序章
「ーーー正解。」と私は歌うように呟いた。
どうしてこの喜びを抑えきれよう?
探し求めていた「半身」をついに見つけ出せたというのに。
ともすれば全てを投げ出してでもいいと思えるほど、この感情
は大きいというのに。
これまで人生の大半を費やしてきた「半身」探しは、どれも不正解という残念な結果に終わった。それはディテールが違っていたり、外側だけで中身が出来損ないだったり、根本から間違っていたりしたが、だからこそ「半身」を探し当てるヒントになったのだと今ならそう思える。
私はすぐにでも「半身」を抱きしめたくなる衝動を抑えながらも、笑みだけは隠しきれずにその場に立ち尽くしていた。
思えば、あの「はじまり」からどれほどの歳月が流れたのだろうか?
私は「はじまり」となったあの親友の言葉を思い出す。
当時私がまだ自覚していなかった欠落を、恐ろしいほど的確に指摘したあの言葉。あの言葉がなければ私は己の欠落を認識できないまま一生を過ごせたのだろうか?

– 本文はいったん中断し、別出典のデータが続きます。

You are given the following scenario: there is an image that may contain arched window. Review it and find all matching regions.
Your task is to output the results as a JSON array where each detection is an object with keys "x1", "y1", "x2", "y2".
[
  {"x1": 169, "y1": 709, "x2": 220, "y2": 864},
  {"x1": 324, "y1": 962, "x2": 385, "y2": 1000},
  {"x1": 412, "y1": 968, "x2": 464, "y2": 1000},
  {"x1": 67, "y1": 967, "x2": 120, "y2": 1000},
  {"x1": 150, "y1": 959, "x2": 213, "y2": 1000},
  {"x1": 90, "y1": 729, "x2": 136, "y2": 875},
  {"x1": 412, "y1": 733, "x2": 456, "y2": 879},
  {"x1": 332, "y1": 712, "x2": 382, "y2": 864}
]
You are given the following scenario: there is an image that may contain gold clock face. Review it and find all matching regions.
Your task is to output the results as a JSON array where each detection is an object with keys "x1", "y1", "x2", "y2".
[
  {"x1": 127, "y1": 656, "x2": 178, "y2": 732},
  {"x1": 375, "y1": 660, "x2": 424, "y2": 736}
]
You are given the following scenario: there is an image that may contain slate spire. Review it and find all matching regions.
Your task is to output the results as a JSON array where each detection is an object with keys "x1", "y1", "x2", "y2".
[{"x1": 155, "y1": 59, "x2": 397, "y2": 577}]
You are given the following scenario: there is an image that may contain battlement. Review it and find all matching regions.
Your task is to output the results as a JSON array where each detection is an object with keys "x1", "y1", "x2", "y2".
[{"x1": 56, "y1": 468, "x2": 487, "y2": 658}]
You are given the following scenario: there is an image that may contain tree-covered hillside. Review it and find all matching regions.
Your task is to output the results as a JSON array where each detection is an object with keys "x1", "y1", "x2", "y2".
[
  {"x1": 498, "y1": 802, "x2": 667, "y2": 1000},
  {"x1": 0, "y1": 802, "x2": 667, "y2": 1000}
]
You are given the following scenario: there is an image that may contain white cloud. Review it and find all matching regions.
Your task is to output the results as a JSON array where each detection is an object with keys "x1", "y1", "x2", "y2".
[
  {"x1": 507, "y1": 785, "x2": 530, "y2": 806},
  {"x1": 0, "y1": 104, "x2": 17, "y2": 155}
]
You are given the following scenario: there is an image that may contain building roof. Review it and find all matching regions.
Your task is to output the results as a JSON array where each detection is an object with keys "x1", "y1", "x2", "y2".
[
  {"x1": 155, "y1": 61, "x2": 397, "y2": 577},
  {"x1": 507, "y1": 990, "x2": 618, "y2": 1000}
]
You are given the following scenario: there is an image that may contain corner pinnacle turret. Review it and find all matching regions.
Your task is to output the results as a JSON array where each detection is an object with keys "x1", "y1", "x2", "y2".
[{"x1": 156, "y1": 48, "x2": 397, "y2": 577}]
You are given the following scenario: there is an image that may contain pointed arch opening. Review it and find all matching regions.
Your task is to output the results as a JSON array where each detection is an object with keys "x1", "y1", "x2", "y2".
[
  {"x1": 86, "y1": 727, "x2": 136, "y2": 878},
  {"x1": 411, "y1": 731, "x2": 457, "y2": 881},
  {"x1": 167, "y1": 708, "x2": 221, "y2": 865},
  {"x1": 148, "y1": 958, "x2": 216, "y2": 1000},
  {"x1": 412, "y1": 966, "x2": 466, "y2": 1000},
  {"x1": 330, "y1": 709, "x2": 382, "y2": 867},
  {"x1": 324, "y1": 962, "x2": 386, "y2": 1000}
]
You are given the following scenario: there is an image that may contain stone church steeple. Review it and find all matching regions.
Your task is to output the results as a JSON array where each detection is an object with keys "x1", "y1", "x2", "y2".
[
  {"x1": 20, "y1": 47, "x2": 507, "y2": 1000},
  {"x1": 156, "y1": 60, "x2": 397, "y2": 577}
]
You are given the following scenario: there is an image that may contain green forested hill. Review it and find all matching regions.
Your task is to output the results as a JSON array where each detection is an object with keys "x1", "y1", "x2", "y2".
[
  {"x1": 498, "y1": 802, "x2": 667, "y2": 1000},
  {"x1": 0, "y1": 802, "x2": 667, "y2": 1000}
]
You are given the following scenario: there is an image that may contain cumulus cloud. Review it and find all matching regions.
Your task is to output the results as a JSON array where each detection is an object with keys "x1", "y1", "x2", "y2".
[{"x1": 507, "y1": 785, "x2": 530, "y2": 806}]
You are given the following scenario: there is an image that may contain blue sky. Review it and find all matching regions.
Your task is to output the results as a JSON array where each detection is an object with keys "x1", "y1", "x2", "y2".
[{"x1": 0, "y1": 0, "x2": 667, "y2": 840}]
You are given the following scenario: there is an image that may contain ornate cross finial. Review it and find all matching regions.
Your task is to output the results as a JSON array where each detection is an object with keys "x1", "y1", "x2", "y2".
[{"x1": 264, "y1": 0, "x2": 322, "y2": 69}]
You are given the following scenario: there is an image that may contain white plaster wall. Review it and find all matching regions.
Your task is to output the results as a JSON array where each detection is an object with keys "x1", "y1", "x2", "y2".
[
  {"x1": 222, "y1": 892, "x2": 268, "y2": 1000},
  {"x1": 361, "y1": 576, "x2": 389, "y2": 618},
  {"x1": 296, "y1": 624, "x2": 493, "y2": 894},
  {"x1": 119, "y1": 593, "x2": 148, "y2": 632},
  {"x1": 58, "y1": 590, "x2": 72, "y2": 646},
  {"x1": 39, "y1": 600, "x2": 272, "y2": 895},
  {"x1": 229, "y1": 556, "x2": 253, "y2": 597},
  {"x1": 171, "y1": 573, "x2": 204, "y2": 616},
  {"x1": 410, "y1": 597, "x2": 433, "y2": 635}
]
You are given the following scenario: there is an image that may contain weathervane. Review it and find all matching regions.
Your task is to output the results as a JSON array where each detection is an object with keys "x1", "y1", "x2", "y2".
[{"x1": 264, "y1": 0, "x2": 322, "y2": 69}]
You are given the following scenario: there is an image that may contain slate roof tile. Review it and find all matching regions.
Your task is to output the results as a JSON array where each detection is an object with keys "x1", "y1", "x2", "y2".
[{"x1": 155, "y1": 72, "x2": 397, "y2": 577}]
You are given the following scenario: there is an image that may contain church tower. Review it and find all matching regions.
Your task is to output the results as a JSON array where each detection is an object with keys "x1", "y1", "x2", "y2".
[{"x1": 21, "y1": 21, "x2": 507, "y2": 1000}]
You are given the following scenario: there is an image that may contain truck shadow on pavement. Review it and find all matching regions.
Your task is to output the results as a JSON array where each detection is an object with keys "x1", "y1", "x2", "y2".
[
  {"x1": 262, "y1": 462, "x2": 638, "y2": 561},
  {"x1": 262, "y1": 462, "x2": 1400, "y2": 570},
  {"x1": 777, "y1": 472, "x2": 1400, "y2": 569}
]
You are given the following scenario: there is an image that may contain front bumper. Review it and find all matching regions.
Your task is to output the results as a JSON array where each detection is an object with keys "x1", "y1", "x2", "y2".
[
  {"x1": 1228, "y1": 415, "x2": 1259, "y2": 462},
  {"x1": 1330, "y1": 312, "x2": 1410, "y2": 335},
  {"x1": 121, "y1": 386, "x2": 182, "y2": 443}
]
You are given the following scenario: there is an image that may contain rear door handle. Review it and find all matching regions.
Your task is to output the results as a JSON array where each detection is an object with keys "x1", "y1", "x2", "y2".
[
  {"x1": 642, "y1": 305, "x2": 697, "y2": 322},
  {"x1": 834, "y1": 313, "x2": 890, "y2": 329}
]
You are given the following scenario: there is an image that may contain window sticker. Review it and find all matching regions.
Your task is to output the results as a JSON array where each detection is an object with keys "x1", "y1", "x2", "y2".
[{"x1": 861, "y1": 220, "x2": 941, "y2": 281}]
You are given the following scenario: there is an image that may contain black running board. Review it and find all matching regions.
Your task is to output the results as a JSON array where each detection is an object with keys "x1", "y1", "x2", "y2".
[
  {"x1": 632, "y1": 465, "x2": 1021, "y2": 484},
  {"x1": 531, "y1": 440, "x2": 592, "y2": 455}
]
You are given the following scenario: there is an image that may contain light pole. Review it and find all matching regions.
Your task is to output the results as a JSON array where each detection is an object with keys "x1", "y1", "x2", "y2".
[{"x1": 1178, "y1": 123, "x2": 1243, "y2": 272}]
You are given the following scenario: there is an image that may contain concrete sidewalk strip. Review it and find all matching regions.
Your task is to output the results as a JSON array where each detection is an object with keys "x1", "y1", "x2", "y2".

それとも、同じような出来事を通して結局認識することになったのだろうか?
今さらこんなことを考えても仕方がないと思いながらも、今まで通りに正解のなかった考えを巡らせてしまう。しかしいまだに理解することができなかった正解も(だからこその欠落なのだろうが)「半身」が教えてきれるだろうと結論を出して、「半身」が正解を導くように「策」を巡らす。
私は目的のためならば手段を問わず、法も倫理も捨て去って行動しなければならない。そうでなければ今までのように「半身」を失ってしまうかもしれない。それだけはなんとしてでも阻止してみせる。すべては私が如何に完璧に振る舞えるかが鍵となっているのだ。
あの出来事が「はじまり」であることを疑ったことはないが、不思議なことにこれからの出来事が「終わり」になる。そんな妙な確信があった。
「ーーーさあ、正解を導こう。正解を導く、式を創ろう。」そうして私は動きはじめた。